A Film Never Made: History, Science, and Memory in Liberia
Gregg Mitman
Vilas Research and William Coleman Professor, History of Science, Medical History, and Environmental Studies
University of Wisconsin-Madison
Time and Location
12:00pm, 206 Ingraham Hall, 1155 Observatory Drive, Madison, WI
Description
In 1926, Richard Pearson Strong, head of Harvard’s Department of Tropical Medicine, led an eight-member scientific team to conduct a four-month long biological and medical survey of the interior region of Liberia. The expedition relied heavily on the economic, personnel and, physical infrastructures being erected by the Firestone Plantations Company to secure a viable rubber supply for the United States in Liberia.

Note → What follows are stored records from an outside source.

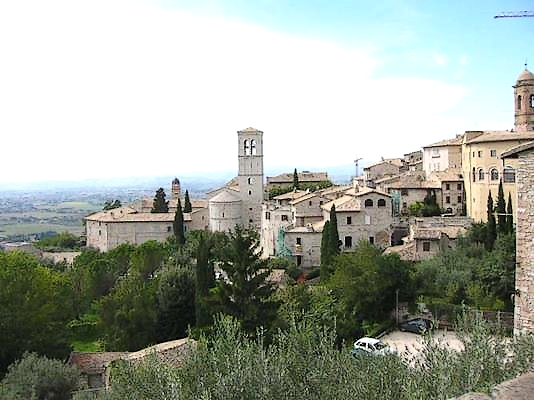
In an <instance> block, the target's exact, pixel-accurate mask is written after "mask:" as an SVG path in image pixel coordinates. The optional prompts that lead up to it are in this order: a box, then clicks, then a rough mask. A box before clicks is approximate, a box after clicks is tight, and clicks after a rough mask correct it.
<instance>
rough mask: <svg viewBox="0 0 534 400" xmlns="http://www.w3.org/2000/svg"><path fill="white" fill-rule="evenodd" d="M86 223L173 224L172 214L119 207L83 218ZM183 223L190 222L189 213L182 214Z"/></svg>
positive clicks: (173, 215) (128, 207)
mask: <svg viewBox="0 0 534 400" xmlns="http://www.w3.org/2000/svg"><path fill="white" fill-rule="evenodd" d="M85 219H86V220H87V221H98V222H173V221H174V213H173V212H169V213H149V212H147V213H145V212H137V211H136V210H134V209H133V208H130V207H120V208H115V209H113V210H108V211H99V212H97V213H94V214H91V215H88V216H87V217H85ZM184 221H191V215H190V214H189V213H186V214H184Z"/></svg>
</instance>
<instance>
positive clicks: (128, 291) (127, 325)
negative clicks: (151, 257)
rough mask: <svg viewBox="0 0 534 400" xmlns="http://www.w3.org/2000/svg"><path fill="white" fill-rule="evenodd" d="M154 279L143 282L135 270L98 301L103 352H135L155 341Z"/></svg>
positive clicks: (124, 277)
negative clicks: (101, 328)
mask: <svg viewBox="0 0 534 400" xmlns="http://www.w3.org/2000/svg"><path fill="white" fill-rule="evenodd" d="M157 287H158V280H157V279H156V278H154V279H150V280H148V281H145V280H144V279H143V277H142V276H141V275H140V274H139V273H138V272H137V271H135V270H133V271H130V273H129V274H128V275H126V276H125V277H124V278H123V279H121V280H119V281H118V282H117V284H116V285H115V286H114V287H113V289H112V290H111V292H110V293H109V294H108V295H107V296H105V297H103V298H102V300H101V301H100V313H99V314H100V320H101V327H102V329H103V333H104V337H105V341H106V349H109V350H111V351H136V350H140V349H142V348H144V347H147V346H148V345H150V344H153V343H155V342H156V339H157V334H156V289H157Z"/></svg>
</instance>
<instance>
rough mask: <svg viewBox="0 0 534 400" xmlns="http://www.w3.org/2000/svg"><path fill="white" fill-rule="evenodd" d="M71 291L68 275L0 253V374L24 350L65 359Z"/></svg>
mask: <svg viewBox="0 0 534 400" xmlns="http://www.w3.org/2000/svg"><path fill="white" fill-rule="evenodd" d="M71 298H72V292H71V288H70V285H69V281H68V279H67V278H66V276H65V275H63V274H61V273H59V272H57V271H54V270H51V269H49V268H45V267H43V266H41V265H40V264H39V262H38V261H37V259H36V258H34V257H32V256H29V255H27V254H24V253H20V252H10V253H2V252H0V332H1V334H0V373H1V372H3V371H5V369H6V368H7V366H8V365H9V364H11V363H12V362H13V361H15V360H16V359H18V358H20V357H21V356H22V354H23V353H24V352H25V351H36V352H39V354H43V355H47V356H50V357H54V358H60V359H63V358H65V357H66V355H68V354H69V351H70V345H69V343H68V328H67V322H68V321H69V320H70V319H71V318H72V317H73V307H72V300H71Z"/></svg>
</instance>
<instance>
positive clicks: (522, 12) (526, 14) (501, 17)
mask: <svg viewBox="0 0 534 400" xmlns="http://www.w3.org/2000/svg"><path fill="white" fill-rule="evenodd" d="M521 17H534V11H507V12H503V13H500V14H499V15H496V16H494V17H493V18H521Z"/></svg>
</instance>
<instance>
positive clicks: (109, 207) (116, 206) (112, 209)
mask: <svg viewBox="0 0 534 400" xmlns="http://www.w3.org/2000/svg"><path fill="white" fill-rule="evenodd" d="M119 207H122V203H121V201H120V200H118V199H117V200H107V201H106V202H105V203H104V208H103V210H104V211H108V210H113V209H115V208H119Z"/></svg>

While Firestone’s continued presence in Liberia is one lasting legacy of the expedition, so too is the motion picture record the expedition left behind. This talk embarks on a cinematic journey that follows the extracts of an expedition and the lives of a film never made, as the expedition footage takes on a new life in post-civil war Liberia.
Bio
Gregg Mitman is the Vilas Research and William Coleman Professor of History of Science, Medical History, and Environmental Studies. He is also Director of the Nelson Institute Center for Culture, History and Environment. His teaching and writing interests span the history of ecology, nature, and health in the U.S. and the world, and are informed by a commitment and hope to build a more equitable and just environment.